DeepSeek is coming for Sam Altman's other company too
Published in Science & Technology News
If OpenAI LLC were a listed company, Monday would have been a very bad day for the stock. But Chief Executive Sam Altman also happens to be chairman of another, less well-known company that is listed, a developer of nuclear small modular reactors, or SMRs, called Oklo Inc. Monday was a very bad day for that stock.
Even if the market’s knee-jerk reactions often lend themselves to overinterpretation, Oklo’s 26% sell-off on news of a Chinese competitor to chatbots such as ChatGPT is a useful reminder of nuclear power’s big vulnerability.
The DeepSeek deluge that overwhelmed technology stocks also washed through a number of electricity generator stocks, and for similar reasons. The race to lead in artificial intelligence had spawned a bull case about infinite demand for Nvidia Corp.’s chips that has extended to the electricity required to power those chips. Constellation Energy Corp., with its fleet of nuclear power plants, is the poster child for this burst of enthusiasm, with its meteoric rise over the past year fueled partly by rising profits but mostly by bubbling optimism: Its earnings multiple roughly doubled, overtaking even that of Nvidia. Now DeepSeek has crashed the AI-power party with claims of developing AI models that can compete with the likes of OpenAI’s but use just a fraction of the hardware, and therefore energy.
To be clear, DeepSeek’s vaunted efficiency gains are yet to be verified, although Altman himself acknowledged the Chinese startup’s R1 model, which has created all the buzz, as “impressive.” The bigger point is that, as should be expected with any technology boom, but somehow never is, disruption has reared its head. Which brings us to Oklo and nuclear power.
SMRs are touted as a way of dealing with the infamously high costs of building traditional reactors, by incorporating series manufacturing. But the other big problem for nuclear power concerns time.
Lengthy planning and construction schedules in the U.S., sometimes stretching to a decade or more, have often meant that by the time reactors start up, the world has moved on. As much as the Three Mile Island accident in 1979 is blamed for derailing the nuclear power boom, the truth is it was faltering already for a more prosaic reason: The high electricity demand growth of the 1960s, which spurred the initial nuclear boom, slowed dramatically in the 1970s and then further still beyond (see this). A similar fate befell two more recent reactor projects in South Carolina, conceived amid buoyant projections and ultimately abandoned in 2017 (and now hoping to be revived on the back of AI).

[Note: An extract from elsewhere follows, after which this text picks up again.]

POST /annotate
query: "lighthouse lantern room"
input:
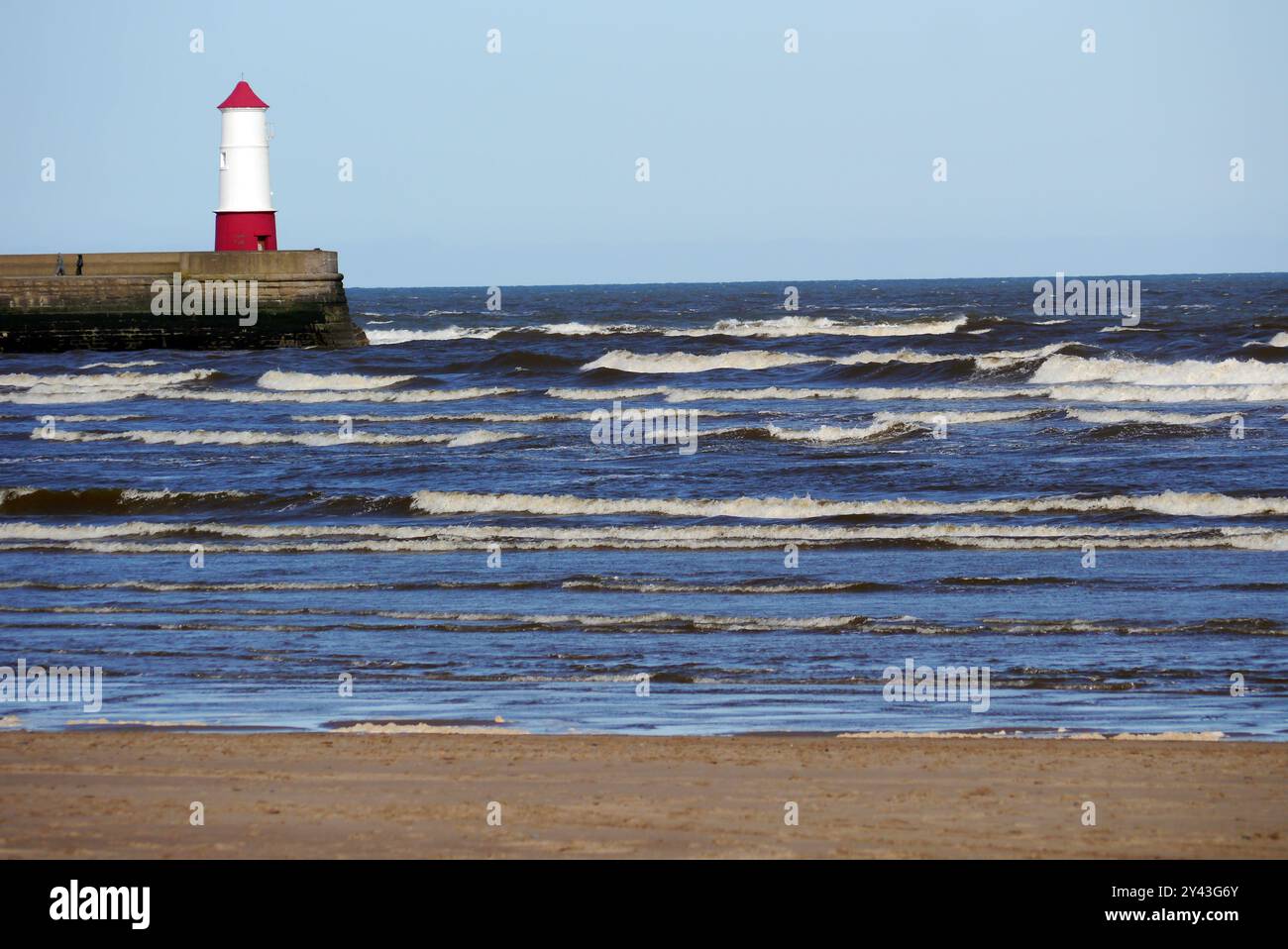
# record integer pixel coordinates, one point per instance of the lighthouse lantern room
(245, 218)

SMRs should be quicker to build, but even Big Tech backers of the technology aren’t expecting much capacity to show up this side of 2035. Oklo targets 2027 for switching on its first project, with just 15 megawatts of capacity, in Idaho, subject to regulatory approval. Like several peers, it has signed a number of agreements with various potential customers, though these tend to be non-binding and come with few details on timing. A potentially huge (non-binding) agreement with Switch, a digital infrastructure company, announced last month envisages 12 gigawatts — equivalent to more than 10% of the entire current U.S. nuclear fleet — deployed ... “through 2044.”

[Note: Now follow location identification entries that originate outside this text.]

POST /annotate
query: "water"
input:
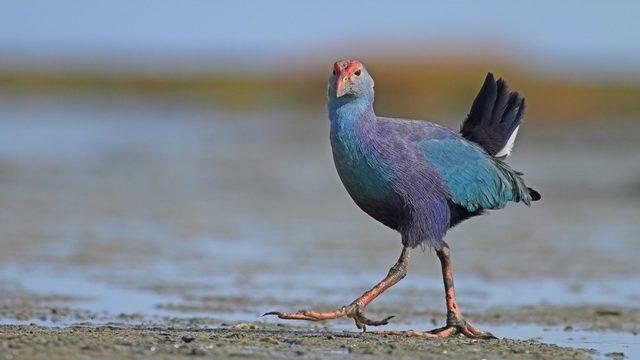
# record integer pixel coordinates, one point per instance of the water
(165, 209)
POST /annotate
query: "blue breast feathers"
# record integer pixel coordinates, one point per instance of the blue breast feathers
(475, 179)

The problem here is akin to something with which anyone holding bonds is quite familiar: duration risk. The longer a bond’s duration — the time it takes for the holder to be paid back — the more sensitive it is to changes in interest rates. Similarly, the bull case for new nuclear plants, especially new SMR designs, is tied to long-term expectations about data centers’ demand for carbon-free electricity and the willingness to pay a premium for that. As this week has shown, a lot can change in a weekend, let alone a decade. For example, while demand projections for data centers slope up, the range is wide. The latest national assessment plots potential demand in 2028, just three years away, ranging from 325 to 580 terawatt-hours. That difference is equivalent to the entire electricity consumption of Florida.

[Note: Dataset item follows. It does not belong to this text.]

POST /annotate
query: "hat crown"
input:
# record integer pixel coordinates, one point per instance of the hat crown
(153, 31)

This doesn’t mean DeepSeek has deep-sixed growth in power demand altogether. If the aftermath of this shock lingers, however, it may cause Big Tech, and the investors backing it, to rethink the scale or, at least, the timing of their giant capex plans for AI. This, in turn, could mean more of those non-binding nuclear agreements remaining unbound or getting finalized at lower prices than the bullish ones plugged into models prior to this week.
Linked to this is the threat of unforeseen competition, as DeepSeek epitomizes. Another mooted nuclear renaissance in the early 2000s was sideswiped by cheap shale gas. Today, Big Tech may be talking up nuclear power but is signing actual deals with gas-fired plants, since speed to market is the priority. Exxon Mobil Corp., recognizing deep pockets with a need for speed, is touting dedicated gas plants with carbon capture as a quicker alternative to nuclear power, and rival Chevron Corp. announced similar plans on Tuesday. Meanwhile, utility NextEra Energy Inc. is partnering with turbine maker GE Vernova Inc. to offer data centers renewables supply backed up with gas-power.
This latest potential U.S. nuclear renaissance still has much going for it, not least political support (incoming Energy Secretary Chris Wright was until recently on Oklo’s board). Being years away from fruition, serving a sector that can seemingly get upended inside of a weekend, it will need it.